When we meet someone that we really like, we’re on our best behaviour. It’s natural to want to show someone your best self. But sometimes we allow our insecurities to get the best of us. God forbid we let down our guard, show a little vulnerability, or show up as less than perfect – we worry that the person we’re dating might change their mind about us. That maybe we won’t measure up to the person they want or expect us to be. You might think to yourself “what if they see who I really am, and decide that I’m not worthy?” We are consumed with the fear of not being enough.
So we default to cheap tactics. Maybe we play games. You know what I’m talking about – have you ever waited a specific length of time to text someone back, just so that you don’t seem too eager? Or maybe you use social media as a way to manipulate someone’s perception of you.
Maybe you laugh at jokes you don’t find funny. Maybe you bend your boundaries and tell yourself, it’s ok, it’s not a big deal so long as he or she likes me. Here’s the thing guys – it IS a big deal.
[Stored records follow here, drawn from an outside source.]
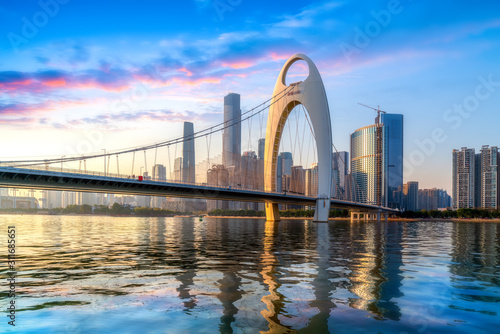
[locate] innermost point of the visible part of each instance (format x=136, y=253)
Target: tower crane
x=376, y=109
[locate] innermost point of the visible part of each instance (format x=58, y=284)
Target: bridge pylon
x=311, y=94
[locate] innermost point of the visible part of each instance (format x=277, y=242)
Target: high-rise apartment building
x=231, y=137
x=464, y=178
x=488, y=178
x=433, y=199
x=188, y=162
x=410, y=196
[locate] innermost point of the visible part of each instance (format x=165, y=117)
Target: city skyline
x=59, y=81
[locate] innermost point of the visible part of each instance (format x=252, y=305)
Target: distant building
x=393, y=124
x=410, y=196
x=159, y=174
x=262, y=148
x=297, y=182
x=464, y=178
x=340, y=165
x=218, y=175
x=284, y=169
x=311, y=180
x=177, y=174
x=231, y=137
x=188, y=162
x=369, y=165
x=252, y=177
x=433, y=199
x=489, y=181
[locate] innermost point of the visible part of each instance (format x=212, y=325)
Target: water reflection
x=231, y=276
x=274, y=301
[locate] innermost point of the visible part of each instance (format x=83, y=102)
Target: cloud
x=154, y=115
x=47, y=80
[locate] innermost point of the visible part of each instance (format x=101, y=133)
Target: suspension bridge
x=307, y=96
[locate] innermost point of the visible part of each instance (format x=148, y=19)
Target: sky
x=81, y=76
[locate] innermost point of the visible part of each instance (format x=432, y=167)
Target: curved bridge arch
x=310, y=93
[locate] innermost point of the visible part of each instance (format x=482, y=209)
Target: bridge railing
x=134, y=177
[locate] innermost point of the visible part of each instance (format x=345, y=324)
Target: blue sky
x=134, y=71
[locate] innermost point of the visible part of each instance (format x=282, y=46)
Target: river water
x=87, y=274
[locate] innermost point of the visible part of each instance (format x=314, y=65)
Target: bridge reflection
x=253, y=275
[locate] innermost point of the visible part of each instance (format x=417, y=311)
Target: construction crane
x=377, y=110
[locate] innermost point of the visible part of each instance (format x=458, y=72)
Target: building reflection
x=321, y=284
x=375, y=270
x=188, y=263
x=474, y=258
x=274, y=301
x=229, y=284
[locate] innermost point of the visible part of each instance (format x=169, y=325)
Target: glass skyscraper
x=369, y=165
x=231, y=137
x=393, y=124
x=377, y=162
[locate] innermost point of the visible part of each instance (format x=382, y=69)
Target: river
x=89, y=274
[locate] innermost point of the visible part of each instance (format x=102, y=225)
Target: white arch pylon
x=310, y=93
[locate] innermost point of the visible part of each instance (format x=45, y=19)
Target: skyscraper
x=340, y=165
x=377, y=162
x=464, y=178
x=159, y=174
x=188, y=162
x=369, y=165
x=177, y=174
x=410, y=196
x=262, y=147
x=284, y=169
x=231, y=137
x=393, y=124
x=489, y=181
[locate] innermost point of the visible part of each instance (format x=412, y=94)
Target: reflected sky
x=182, y=275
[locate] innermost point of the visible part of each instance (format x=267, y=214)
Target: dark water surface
x=181, y=275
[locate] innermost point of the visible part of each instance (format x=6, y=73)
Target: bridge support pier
x=272, y=212
x=322, y=211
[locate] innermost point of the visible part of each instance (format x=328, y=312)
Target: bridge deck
x=51, y=180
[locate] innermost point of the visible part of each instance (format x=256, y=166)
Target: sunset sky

Because you’re not being authentic to who you are.
Why it’s important to be real in relationships
You are showing this person a false reality. And when you fail to show up as your true self, you’re killing your chance to develop a meaningful connection with someone.
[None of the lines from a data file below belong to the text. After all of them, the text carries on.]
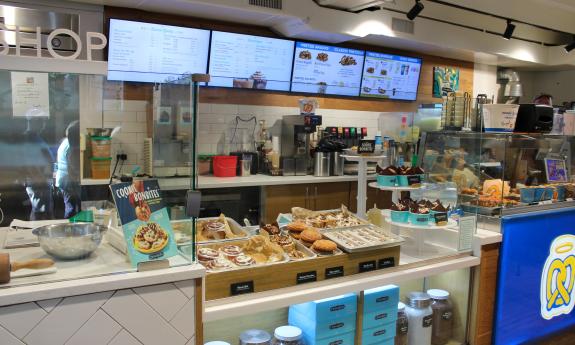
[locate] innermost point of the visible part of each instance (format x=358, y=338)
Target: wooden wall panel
x=138, y=91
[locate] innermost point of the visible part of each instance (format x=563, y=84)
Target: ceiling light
x=415, y=10
x=509, y=30
x=570, y=46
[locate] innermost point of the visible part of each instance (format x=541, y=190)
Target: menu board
x=390, y=76
x=327, y=69
x=145, y=222
x=155, y=53
x=250, y=62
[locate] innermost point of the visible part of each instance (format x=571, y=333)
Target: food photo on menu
x=390, y=76
x=325, y=69
x=250, y=62
x=145, y=221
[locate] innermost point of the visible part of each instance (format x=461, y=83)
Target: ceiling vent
x=402, y=25
x=275, y=4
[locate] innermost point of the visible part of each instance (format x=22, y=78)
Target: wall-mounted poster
x=445, y=80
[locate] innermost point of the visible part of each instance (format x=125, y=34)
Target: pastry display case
x=498, y=174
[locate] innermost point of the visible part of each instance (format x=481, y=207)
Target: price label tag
x=306, y=277
x=367, y=266
x=366, y=146
x=333, y=272
x=242, y=288
x=386, y=263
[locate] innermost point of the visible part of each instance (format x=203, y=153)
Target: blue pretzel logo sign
x=558, y=278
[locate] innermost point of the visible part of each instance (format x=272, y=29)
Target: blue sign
x=536, y=278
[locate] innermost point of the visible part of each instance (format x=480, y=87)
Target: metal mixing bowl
x=70, y=241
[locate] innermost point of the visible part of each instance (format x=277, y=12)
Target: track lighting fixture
x=509, y=30
x=415, y=10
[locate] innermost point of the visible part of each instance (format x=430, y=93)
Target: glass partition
x=64, y=138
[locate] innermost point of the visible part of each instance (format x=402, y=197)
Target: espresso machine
x=296, y=140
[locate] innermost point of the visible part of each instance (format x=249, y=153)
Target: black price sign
x=306, y=277
x=366, y=146
x=367, y=266
x=242, y=288
x=440, y=218
x=386, y=263
x=333, y=272
x=413, y=180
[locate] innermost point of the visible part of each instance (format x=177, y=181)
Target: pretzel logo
x=558, y=278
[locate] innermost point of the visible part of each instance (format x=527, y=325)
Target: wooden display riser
x=263, y=278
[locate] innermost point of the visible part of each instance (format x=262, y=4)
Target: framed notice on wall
x=30, y=94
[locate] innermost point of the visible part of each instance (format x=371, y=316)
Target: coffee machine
x=296, y=139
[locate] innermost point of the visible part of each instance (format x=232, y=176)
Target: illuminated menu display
x=155, y=53
x=327, y=69
x=250, y=62
x=390, y=76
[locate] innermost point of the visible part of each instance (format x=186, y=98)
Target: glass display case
x=498, y=174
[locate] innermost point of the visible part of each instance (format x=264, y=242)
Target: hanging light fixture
x=415, y=10
x=509, y=30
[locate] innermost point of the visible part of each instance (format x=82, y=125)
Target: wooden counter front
x=276, y=276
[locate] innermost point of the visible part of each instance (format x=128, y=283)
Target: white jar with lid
x=442, y=316
x=287, y=335
x=420, y=316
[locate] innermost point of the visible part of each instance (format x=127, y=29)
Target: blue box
x=379, y=335
x=381, y=298
x=342, y=339
x=379, y=318
x=327, y=309
x=323, y=329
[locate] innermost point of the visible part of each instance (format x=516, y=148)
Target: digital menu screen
x=155, y=53
x=327, y=69
x=390, y=76
x=250, y=62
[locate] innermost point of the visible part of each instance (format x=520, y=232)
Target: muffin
x=399, y=213
x=324, y=246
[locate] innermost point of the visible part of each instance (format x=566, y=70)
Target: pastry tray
x=236, y=228
x=330, y=234
x=309, y=254
x=485, y=211
x=240, y=243
x=337, y=210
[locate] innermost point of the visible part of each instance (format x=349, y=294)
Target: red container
x=225, y=166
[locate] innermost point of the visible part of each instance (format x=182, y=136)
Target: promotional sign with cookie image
x=145, y=221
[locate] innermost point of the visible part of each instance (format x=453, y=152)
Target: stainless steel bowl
x=70, y=241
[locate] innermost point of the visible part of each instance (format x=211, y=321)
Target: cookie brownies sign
x=94, y=41
x=145, y=221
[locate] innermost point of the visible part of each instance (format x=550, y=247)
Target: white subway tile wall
x=216, y=122
x=131, y=117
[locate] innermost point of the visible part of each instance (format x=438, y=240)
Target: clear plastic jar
x=255, y=337
x=402, y=325
x=420, y=317
x=442, y=317
x=287, y=335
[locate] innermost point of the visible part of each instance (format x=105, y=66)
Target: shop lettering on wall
x=93, y=41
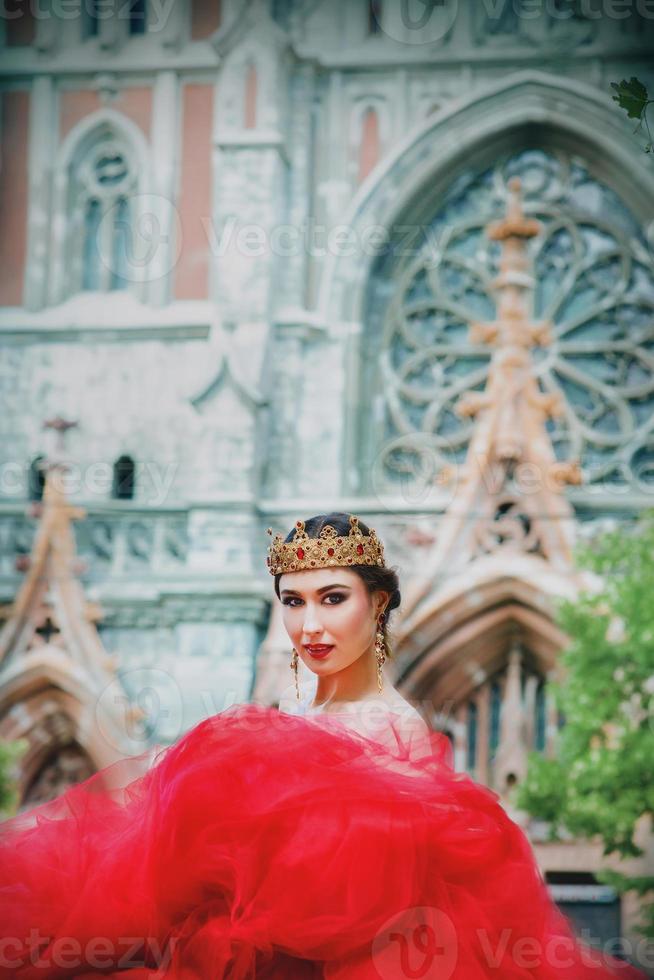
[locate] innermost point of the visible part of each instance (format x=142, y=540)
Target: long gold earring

If you want to find the person for you, you can’t compromise who you are. Yes, you should absolutely give a new relationship space to grow, which means that you also need to let go of your need for control. Bottom line – who you are is enough. If someone likes you, they’re going to call. They’re going to want to spend time with you. They’re going to make an effort for you. And if they don’t, it’s their loss. They’re not the one for you. Less time wasted as far as I’m concerned.
Who you are is enough
Give someone a chance to get to know the real you. With all your likes and dislikes, and vulnerabilities, and opinions. Stop fearing imperfection. Be real, and focus on them. When you’re in a new relationship, your focus should be getting to know this person. Not controlling how you appear to them. Remember, you are choosing them as much as they are choosing you. Have confidence in what you bring to the table, and allow your relationships to flow organically. Having integrity with YOURSELF is how you will find what you are looking for.
Be you and the rest will follow. I hope this helped.